VIDEO: Toxic Spill in the Animas River
Late Thursday afternoon, August 6, officials in Durango, Colorado, warned residents to stay well clear of the Animas River, as a the river suddenly and surprisingly turned a sickly yellow-orange.
The U.S. Environmental Protection Agency reported that they had accidentally poisoned the Animas River with toxic wastewater from the Gold King Mine northwest of Silverton, Colorado, as a result of some type of mishap. (The exact cause of the mishap has not yet been reported, it would appear, as I post this article.)
The accidental spill was estimated at 1 million gallons on Friday. By Sunday, the estimate had been revised upwards, to 3 million gallons, as the yellow sludge slowly made its way down the river and into New Mexico.
On Sunday, the city of Durango and La Plata County declared a state of emergency. The Navajo Nation Commission on Emergency Management also issued a state of emergency declaration in response to the spill.
The news website DurangoTV released this video footage on YouTube on Saturday, which included news about an EPA apology for the accident.
EPA officials said in a teleconference Sunday afternoon that water quality experts have been deployed to Shiprock, NM, and are encouraging people there to take advantage of water quality sampling. EPA officials said they are also working to provide necessary materials to people in Farmington and Aztec for private well sampling.
Sunday marked five days since an EPA team mistakenly released the waste water from the abandoned Gold King Mine. The orange plume was still moving at about 500 feet per minute, thinning as it reached areas near Farmington, New Mexico.

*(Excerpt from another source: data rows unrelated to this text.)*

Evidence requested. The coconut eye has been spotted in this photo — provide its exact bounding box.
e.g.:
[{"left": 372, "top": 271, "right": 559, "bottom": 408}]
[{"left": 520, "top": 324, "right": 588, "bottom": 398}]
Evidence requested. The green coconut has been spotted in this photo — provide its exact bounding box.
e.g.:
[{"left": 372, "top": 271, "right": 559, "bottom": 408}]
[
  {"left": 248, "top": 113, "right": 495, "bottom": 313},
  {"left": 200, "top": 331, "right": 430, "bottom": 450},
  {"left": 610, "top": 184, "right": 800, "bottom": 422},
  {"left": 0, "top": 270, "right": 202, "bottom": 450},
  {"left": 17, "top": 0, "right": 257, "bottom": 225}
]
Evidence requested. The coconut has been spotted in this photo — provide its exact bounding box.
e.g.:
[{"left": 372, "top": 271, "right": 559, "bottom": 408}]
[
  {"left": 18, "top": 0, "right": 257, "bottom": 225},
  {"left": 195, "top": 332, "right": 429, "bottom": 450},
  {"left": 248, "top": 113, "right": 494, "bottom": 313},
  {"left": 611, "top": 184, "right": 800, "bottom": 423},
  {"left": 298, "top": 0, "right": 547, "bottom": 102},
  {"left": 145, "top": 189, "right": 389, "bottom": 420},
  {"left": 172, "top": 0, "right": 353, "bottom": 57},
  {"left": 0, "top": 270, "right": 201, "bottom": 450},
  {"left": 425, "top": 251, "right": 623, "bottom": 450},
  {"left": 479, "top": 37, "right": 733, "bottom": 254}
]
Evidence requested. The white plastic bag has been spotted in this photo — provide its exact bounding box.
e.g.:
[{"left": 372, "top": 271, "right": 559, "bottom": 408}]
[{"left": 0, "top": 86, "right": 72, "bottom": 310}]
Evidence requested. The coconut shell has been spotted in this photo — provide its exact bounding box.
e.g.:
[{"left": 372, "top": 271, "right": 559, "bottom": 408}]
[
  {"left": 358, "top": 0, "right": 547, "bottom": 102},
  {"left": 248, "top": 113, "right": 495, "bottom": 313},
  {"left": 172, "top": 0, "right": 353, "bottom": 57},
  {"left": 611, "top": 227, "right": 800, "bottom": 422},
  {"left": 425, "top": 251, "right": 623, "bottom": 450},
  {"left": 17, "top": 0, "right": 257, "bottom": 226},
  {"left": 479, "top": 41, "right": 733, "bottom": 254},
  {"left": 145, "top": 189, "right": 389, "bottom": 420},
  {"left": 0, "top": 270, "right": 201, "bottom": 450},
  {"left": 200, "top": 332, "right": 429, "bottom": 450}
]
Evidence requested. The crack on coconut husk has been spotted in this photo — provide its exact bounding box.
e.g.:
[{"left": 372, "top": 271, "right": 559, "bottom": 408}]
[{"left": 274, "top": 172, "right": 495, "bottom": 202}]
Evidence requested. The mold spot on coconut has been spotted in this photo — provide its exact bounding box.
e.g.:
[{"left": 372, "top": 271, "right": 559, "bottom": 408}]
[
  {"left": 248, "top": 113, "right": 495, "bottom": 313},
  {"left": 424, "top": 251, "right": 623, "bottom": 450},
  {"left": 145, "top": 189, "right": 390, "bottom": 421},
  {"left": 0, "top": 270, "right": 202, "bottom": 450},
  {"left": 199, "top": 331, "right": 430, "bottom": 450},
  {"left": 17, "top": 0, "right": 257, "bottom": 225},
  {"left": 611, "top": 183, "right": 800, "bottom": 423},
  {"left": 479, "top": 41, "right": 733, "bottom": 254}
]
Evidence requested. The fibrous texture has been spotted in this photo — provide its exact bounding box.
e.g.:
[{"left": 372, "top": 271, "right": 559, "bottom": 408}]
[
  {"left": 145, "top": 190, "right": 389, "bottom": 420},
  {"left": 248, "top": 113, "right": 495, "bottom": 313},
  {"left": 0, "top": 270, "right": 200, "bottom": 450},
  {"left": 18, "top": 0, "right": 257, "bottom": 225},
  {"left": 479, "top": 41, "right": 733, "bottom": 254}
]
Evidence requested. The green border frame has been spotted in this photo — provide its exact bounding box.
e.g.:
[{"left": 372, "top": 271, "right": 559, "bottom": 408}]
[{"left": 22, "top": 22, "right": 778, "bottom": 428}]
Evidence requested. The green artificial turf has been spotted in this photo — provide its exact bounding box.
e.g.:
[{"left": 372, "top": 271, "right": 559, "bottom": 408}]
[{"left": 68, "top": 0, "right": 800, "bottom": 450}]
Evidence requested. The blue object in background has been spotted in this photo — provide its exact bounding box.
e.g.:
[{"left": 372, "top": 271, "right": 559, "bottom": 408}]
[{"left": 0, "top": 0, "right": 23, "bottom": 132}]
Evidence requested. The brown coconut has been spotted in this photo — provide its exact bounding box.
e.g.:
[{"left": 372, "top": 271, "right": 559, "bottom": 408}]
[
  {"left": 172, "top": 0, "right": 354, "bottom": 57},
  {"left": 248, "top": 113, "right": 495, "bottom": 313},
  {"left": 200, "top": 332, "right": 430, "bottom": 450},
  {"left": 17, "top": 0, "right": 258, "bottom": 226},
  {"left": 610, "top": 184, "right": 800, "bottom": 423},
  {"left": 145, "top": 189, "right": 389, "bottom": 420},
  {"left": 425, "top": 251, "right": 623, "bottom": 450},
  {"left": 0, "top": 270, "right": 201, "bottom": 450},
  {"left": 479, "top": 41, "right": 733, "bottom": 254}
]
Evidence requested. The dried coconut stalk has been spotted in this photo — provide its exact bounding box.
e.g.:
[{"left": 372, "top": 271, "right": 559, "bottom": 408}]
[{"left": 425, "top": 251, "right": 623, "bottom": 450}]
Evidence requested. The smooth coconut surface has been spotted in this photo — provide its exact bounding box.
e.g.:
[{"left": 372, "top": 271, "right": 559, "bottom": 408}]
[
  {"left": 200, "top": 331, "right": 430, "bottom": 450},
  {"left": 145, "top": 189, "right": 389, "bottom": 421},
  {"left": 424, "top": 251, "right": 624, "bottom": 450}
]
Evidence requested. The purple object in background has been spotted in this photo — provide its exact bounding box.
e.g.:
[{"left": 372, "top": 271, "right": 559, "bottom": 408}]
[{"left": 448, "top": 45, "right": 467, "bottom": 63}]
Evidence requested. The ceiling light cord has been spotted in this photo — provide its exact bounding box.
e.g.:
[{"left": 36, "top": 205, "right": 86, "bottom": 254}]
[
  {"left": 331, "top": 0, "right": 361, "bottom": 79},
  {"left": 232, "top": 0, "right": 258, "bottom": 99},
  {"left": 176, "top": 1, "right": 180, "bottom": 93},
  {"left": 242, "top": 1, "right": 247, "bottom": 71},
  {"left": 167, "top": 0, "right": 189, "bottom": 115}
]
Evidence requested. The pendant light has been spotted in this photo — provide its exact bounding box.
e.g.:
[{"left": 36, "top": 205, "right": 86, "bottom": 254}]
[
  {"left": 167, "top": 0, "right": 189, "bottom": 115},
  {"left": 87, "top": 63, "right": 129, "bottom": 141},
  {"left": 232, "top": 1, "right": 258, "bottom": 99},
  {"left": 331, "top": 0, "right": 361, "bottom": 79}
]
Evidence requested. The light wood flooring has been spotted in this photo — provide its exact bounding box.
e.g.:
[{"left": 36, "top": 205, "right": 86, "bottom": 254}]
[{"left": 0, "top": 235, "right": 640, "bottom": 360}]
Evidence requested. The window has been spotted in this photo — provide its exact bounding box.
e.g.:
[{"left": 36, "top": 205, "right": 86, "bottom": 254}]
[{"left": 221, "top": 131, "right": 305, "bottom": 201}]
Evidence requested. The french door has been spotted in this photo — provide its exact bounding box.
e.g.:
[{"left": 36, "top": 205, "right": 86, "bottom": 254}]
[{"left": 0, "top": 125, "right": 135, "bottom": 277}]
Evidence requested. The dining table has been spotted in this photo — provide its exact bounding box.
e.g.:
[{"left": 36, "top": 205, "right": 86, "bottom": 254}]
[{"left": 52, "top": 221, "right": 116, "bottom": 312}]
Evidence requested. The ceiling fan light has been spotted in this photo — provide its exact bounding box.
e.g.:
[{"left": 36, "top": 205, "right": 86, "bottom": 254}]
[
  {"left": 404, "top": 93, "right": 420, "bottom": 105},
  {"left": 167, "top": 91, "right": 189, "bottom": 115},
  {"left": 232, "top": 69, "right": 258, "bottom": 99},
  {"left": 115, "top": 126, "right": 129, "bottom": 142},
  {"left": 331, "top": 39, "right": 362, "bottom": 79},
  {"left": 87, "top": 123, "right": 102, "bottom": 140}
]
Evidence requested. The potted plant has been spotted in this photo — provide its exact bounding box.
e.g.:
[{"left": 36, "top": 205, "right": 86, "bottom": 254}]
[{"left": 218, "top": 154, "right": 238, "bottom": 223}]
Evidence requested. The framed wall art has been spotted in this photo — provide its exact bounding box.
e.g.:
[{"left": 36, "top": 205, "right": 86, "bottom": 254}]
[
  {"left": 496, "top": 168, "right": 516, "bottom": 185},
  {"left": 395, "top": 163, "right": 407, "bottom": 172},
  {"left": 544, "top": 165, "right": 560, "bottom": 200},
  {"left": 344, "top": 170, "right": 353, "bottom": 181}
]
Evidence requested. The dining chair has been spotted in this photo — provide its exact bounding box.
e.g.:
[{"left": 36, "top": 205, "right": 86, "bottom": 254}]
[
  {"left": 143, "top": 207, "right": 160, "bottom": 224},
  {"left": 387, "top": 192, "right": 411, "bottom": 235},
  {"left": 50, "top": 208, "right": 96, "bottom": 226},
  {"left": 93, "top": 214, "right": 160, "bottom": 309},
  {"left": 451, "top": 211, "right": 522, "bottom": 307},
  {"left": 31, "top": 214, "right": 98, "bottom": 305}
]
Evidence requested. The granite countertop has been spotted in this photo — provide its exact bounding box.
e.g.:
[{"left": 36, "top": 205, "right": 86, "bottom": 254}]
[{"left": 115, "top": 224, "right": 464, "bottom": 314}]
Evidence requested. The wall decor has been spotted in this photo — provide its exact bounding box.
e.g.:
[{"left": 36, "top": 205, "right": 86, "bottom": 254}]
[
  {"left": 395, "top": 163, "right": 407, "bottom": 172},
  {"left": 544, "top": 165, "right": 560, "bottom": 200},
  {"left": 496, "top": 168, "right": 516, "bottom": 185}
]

“These problems happen all the time,” said Mark Williams, a geography professor at the University of Colorado. “Almost every abandoned mine has the potential for that situation.”
According to the 9NEWS website, the mine is still leaking. Reporter Noel Brennan states (in the 9NEWS video) that over 55,000 abandoned mines in the West have the potential to spill toxic wastewater into the environment.
On Saturday, Colorado U.S. Senator Michael Bennet issued the following statement:
“Our top priority is to support efforts to protect the health and safety of the citizens there, focus on cleanup and recovery efforts, and make certain that state and federal agencies are taking all necessary steps to mitigate future problems. We have been working closely with local officials, the state, and emergency management officials.
“We have also been in close contact with EPA officials and have been pushing them to make sure everything possible is being done as quickly as possible. The community is rightfully very frustrated with the EPA’s slow communication and response and we are relaying these concerns at the highest level possible.
“The EPA must recognize the severity of this incident and respond with all the resources available. An effective command structure on the ground in Durango will be critical to the response, and must include close coordination with other assisting state and federal agencies. We urge the EPA to provide the community with information about what water quality tests reveal as quickly as possible.
“Those affected deserve a firm commitment from the EPA to cover community costs related to this tragedy, including reimbursement for agricultural producers who must haul water from Hermosa Creek to replace the unusable water in the Animas River.”
According to preliminary testing data the EPA released Sunday, arsenic levels in the Durango area of the Animas River were, at their peak, 300 times the normal level, and lead was 3,500 times the normal level. Officials said those levels have dropped significantly since the plume moved through the area.
The Daily Post suggests some caution before eating trout from the Animas River.